Best Place To Eat Blue Crabs In Baltimore Md

“How do I love thee?” Elizabeth Barrett Browning once asked. When it comes to Maryland crab, we can barely count the ways—there are so many. But let us try to show our passion. Every state has its own pride, from Maine blueberries to Idaho potatoes. Here, in the Mid-Atlantic, Maryland is for crab lovers. With no disrespect to oysters and rockfish, the blue crab reigns as the undisputed king of the Chesapeake Bay. And while they can be found as far north as Nova Scotia and as far south as Uruguay, a third of our nation’s blue crab harvest comes from our local waters.

Prepare To Pay Up To Fulfill Your Craving For Crabs This Weekend

In Maryland, there are two seasons—crab season (May through November) and waiting crab season. The latter occurs in the colder months when the crabs burrow into the bottom of the bay and hibernate through the winter. As soon as the thermostat turns up, the crustaceans clamber up with the warm water and swim into the crab trap, when they’re as fine and thick as the salty-sweet and buttery crust that’s unique to our saltwater . Sure, you can travel to Birmingham or Boise and see “Baltimore-style” or “Maryland-style” crab cakes on the menu, but there’s no truth to that ad. Ours is the best and we’re happy to throw down the challenge – make it a mallet to anyone who argues otherwise. Unlike other blue crab states—that’s North Carolina, Texas, and Louisiana—where the hard shells are often boiled, we steam our Bay Beauties, which means they stay musty and moist, and of course, with crab seasoning. Our iconic home state brand of masala. Old Bay.

And while it may seem overly obvious, it must be said that there’s only one place to eat authentic Maryland crab—and that’s smack dab in the Old Line State, where an almost religious fervor surrounds this seafood dish. We have a little bad news on that front: Because of the demand for this seasonal seafood, as well as recurring visa issues for crab pickers, it’s not always possible to get real Maryland crab. In fact, most seafood houses—even in season—fill their local catch with other domesticated crab, while the meat can come from as far away as Asia. That said, other blues make for an acceptable substitute, as not so many places serve Maryland crab. your best bet? Always ask where crab meat comes from.

Crabs have long been an essential local protein along the Chesapeake. As early as 1,200 BC, these crustaceans were an important food source and were consumed consistently through the 17th century, when Native Americans and early colonists enjoyed eating them. Although crab shells are fragile and brittle, sites across the estuary have turned up their archeological remains, from places such as George Washington’s Mt. 19th-Century African-American Residences in Calvert County, From the Vernon Homestead to Sukike’s Cabin.

Given this history, it’s safe to say that our craving for crabs is deep in our DNA—and this time of year the cravings kick up in full force.
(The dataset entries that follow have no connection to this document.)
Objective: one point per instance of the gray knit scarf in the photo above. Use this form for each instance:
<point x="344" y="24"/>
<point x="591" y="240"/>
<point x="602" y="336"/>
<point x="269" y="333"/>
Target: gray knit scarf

And we don’t limit ourselves to crab cakes, hard shells, or soup. We use crab everywhere: folded into dips; stuffed in dumplings; sprinkled over pretzels, waffles and deviled eggs; Pile high on chicken cheesesteaks—you name it. You can find crabs in their various incarnations at local seafood shacks, fine-dining dens, pizza parlors, food trucks, food halls and malls—and even at gas stations in Hawaii.
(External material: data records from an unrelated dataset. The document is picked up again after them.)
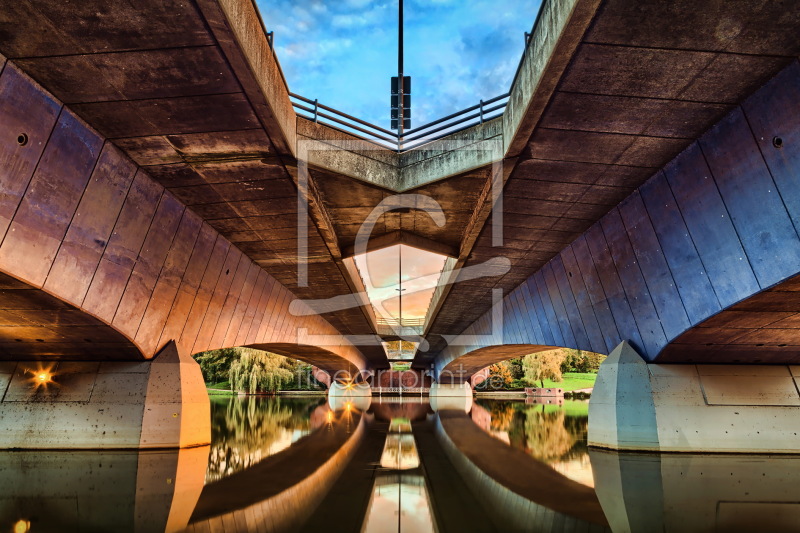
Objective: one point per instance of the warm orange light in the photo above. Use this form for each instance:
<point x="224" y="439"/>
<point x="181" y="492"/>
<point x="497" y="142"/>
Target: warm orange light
<point x="41" y="376"/>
Steamed Maryland Blue Crabs — The Bell House

Below, find your fix, however you like to eat them. Then get ready to celebrate the return of blue crabs to a paper-wrapped table near you—and with it, one of Maryland’s most tried-and-true traditions.

Scenes from Choptank: The scene after the crab feast; Grapefruit and Orange Crush; crispy crab fritters with remoulade and pickled vegetables; Historical entrance.

When we walked into this far-flung storefront in a Carroll County strip mall, we couldn’t help but notice the bags of carryout orders behind the counter. Takeout steamed crabs and seafood are big business here. There’s also food service, but we couldn’t see the dining room right away. Noticing our confusion as we entered through the bar, a friendly cashier directed us to a concrete door that opened into a connecting room with about 10 tables. It’s a bare-bones but cheery spot with pictures of docked boats and crab house views. Depending on the time of year, the cooked-to-order crabs are a mix of Maryland, Virginia, and Louisiana hard-shells, dusted with the kitchen’s own seasonings. And the restaurant’s crab expertise is evident. After all, owner Dan Shuman, who runs the crab house with his brother, Mike, has been in business since 1971, putting in time at the Randallstown Seafood Market before Captain Dan’s opened in 2003. Simply put, crabs are fab.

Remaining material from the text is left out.